We have had occasion before to see how Greek and Roman thinkers despised the body. "The body," they said, "is a tomb." Plotinus could say that he was ashamed that he had a body. Epictetus said of himself. "Thou art a poor soul burdened with a corpse." Seneca wrote, "I am a higher being and born for higher things than to be the slave of my body which I look upon as only a shackle put upon my freedom.... In so detestable a habitation dwells the free soul." Even Jewish thought sometimes had this idea. "For the corruptible body presses down upon the soul and the earthly tabernacle weighs down the mind that muses on many things." ( Wisdom of Solomon 9:15 ).

With Paul there is a difference. He is not looking for a Nirvana with the peace of extinction; he is not looking for absorption in the divine; he is not looking for the freedom of a disembodied spirit; he is waiting for the day when God will give him a new body, a spiritual body, in which he will still be able, even in the heavenly places, to serve and to adore God.

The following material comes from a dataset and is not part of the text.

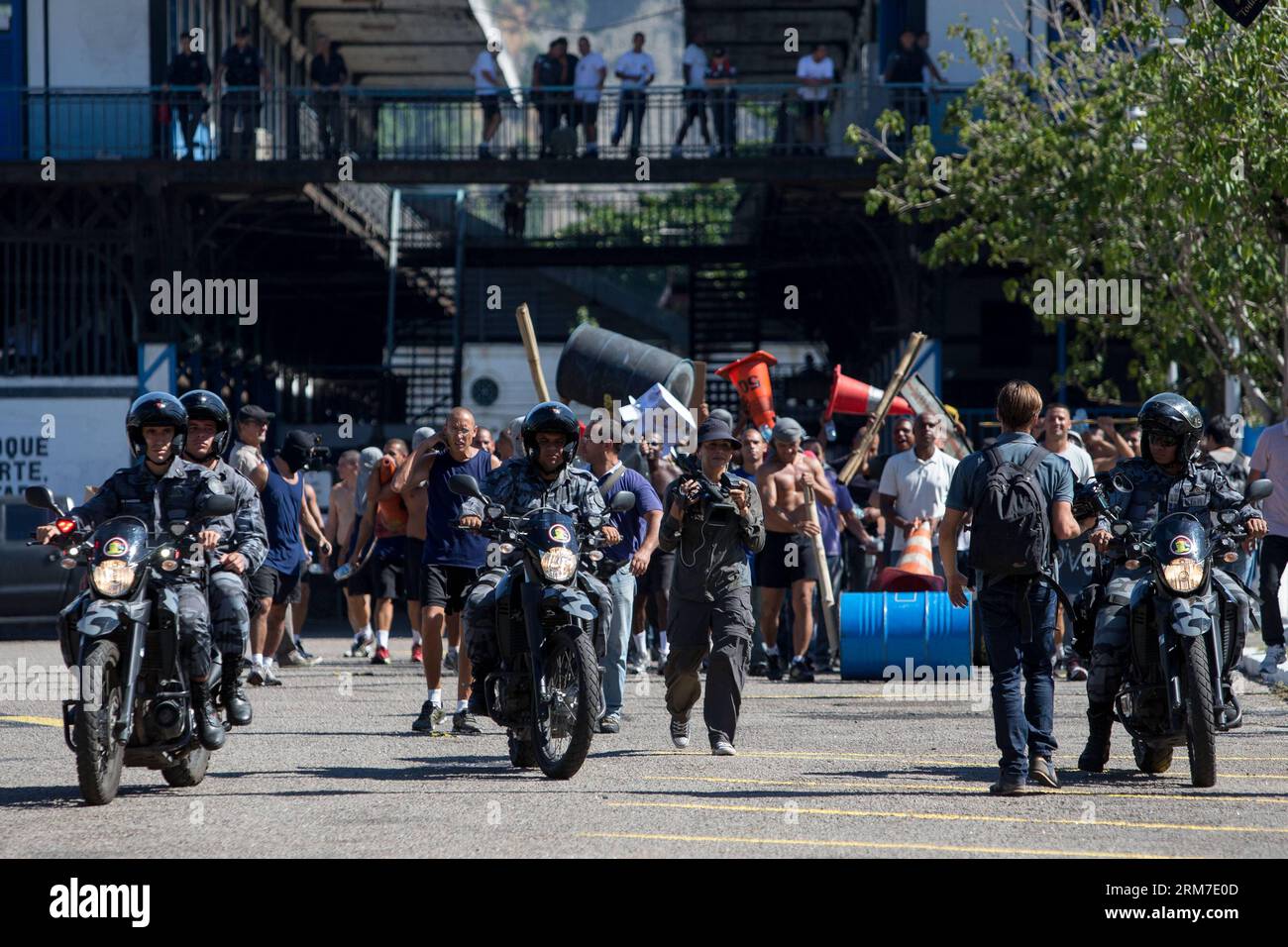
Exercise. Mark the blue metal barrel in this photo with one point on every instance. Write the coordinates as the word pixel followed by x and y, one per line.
pixel 889 628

Kipling once wrote a poem in which he thought of all the great things that a man would be able to do in the world to come:

"When earth's last picture is painted

And the tubes are twisted and dried,

When the oldest colours have faded,

And the youngest critic has died,

We shall rest, and, faith, we shall need it--

Lie down for an aeon or two,

Till the Master of All Good Workmen

Shall put us to work anew.

And those that were good shall be happy,

They shall sit in a golden chair

They shall splash at a ten-league canvas

With brushes of comets' hair.

They shall find real saints to draw from,

Magdalene, Peter and Paul,

They shall work for an age at a sitting

And never be tired at all.

And only the Master shall praise them,

And only the Master shall blame;

And no one will work for money

And no one will work for fame;

But each for the joy of the working,

And each in his separate star,

Shall draw the thing as he sees it,

For the God of things as they are."

That was how Paul felt. He saw eternity not as release into permanent inaction, but as the entry into a body in which service could be complete.

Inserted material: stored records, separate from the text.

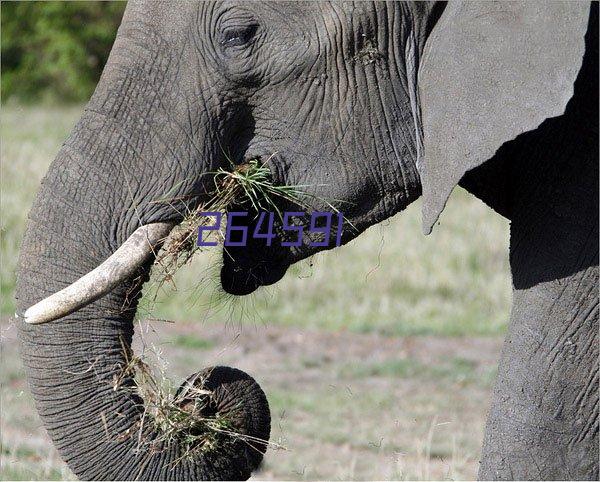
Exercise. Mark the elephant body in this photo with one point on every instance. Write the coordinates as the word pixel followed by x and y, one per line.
pixel 345 98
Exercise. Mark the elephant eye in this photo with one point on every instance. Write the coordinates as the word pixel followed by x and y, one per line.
pixel 238 35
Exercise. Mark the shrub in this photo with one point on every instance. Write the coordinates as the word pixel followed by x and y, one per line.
pixel 55 50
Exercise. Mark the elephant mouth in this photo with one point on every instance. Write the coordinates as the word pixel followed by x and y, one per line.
pixel 248 267
pixel 241 277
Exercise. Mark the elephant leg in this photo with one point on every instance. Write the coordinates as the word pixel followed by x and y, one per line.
pixel 543 422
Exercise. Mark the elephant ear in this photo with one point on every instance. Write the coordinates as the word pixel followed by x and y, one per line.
pixel 490 71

(ii) For all his yearning for the life to come, Paul does not despise this life. He is, he says, in good heart. The reason is that even here and now we possess the Holy Spirit of God, and the Holy Spirit is the arrabon ( Greek #728 ) (compare 2 Corinthians 1:22 ), the first instalment of the life to come. It is Paul's conviction that already the Christian can enjoy the foretaste of the life everlasting. It is given to the Christian to be a citizen of two worlds; and the result is, not that he despises this world, but that he finds it clad with a sheen of glory which is the reflection of the greater glory to come.

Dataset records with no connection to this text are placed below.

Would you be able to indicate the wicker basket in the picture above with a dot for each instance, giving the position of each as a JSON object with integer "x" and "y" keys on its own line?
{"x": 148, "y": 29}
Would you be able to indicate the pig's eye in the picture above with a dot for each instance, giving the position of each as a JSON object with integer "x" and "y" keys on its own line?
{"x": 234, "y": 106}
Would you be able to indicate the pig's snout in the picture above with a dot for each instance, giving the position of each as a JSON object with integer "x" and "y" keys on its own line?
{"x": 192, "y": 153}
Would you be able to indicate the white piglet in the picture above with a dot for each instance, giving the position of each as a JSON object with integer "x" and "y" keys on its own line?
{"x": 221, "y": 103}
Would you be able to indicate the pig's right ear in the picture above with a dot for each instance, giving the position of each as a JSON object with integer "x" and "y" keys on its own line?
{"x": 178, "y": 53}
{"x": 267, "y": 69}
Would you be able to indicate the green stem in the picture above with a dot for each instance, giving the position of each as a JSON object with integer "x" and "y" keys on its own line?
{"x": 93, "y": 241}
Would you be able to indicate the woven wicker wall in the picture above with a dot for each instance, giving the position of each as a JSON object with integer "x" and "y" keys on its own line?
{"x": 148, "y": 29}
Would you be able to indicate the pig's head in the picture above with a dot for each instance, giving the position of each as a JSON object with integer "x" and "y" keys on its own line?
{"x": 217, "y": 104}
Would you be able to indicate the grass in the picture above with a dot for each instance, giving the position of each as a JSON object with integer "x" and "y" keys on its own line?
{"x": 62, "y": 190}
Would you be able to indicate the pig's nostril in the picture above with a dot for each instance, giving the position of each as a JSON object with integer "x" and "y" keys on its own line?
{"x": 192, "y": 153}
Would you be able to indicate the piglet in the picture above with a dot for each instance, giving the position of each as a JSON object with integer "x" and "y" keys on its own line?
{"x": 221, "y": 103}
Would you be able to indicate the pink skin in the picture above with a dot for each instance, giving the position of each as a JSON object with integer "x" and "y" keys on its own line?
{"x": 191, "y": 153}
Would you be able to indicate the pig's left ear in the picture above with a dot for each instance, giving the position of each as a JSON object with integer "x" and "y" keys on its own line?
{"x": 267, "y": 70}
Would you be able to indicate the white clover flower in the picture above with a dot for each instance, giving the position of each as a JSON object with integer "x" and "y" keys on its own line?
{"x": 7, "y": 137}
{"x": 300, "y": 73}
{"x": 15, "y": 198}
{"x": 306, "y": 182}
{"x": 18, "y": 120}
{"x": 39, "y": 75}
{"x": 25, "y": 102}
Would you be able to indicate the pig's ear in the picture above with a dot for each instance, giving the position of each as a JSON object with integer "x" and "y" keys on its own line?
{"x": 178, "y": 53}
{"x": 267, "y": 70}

(iii) Then comes the note of sternness. Even when Paul was thinking of the life to come, he never forgot that we are on the way not only to glory, but also to judgment. "We must all appear before the judgment seat of Christ." The word for judgment seat is bema ( Greek #968 ). Paul may be thinking simply of the tribunal of the Roman magistrate before which he himself had stood, or he may be thinking of the Greek way of justice.

All Greek citizens were liable to serve as judges, or, as we would say, as jurymen. When an Athenian sat in judgment on a case he was given two bronze discs. Each had a cylindrical axis. One axis was hollow and that disc stood for condemnation; one was solid and that disc stood for acquittal. On the bema ( Greek #968 ) there stood two urns. One, of bronze, was called "the decisive urn", for into it the judge dropped the disc which stood for his verdict. The other, of wood, was called "the inoperative urn", for into it the judge dropped the disc which he desired to discard. So at the end the jury dropped into the bronze urn either the disc that stood for acquittal or the one that stood for condemnation. To an onlooker they looked exactly alike and none could tell the verdict the judges gave. Then the discs were counted and the verdict given.

Even so some day we shall await the verdict of God. When we remember that, life becomes a tremendous and a thrilling thing, for in it we are making or marring a destiny, winning or losing a crown. Time becomes the testing ground of eternity.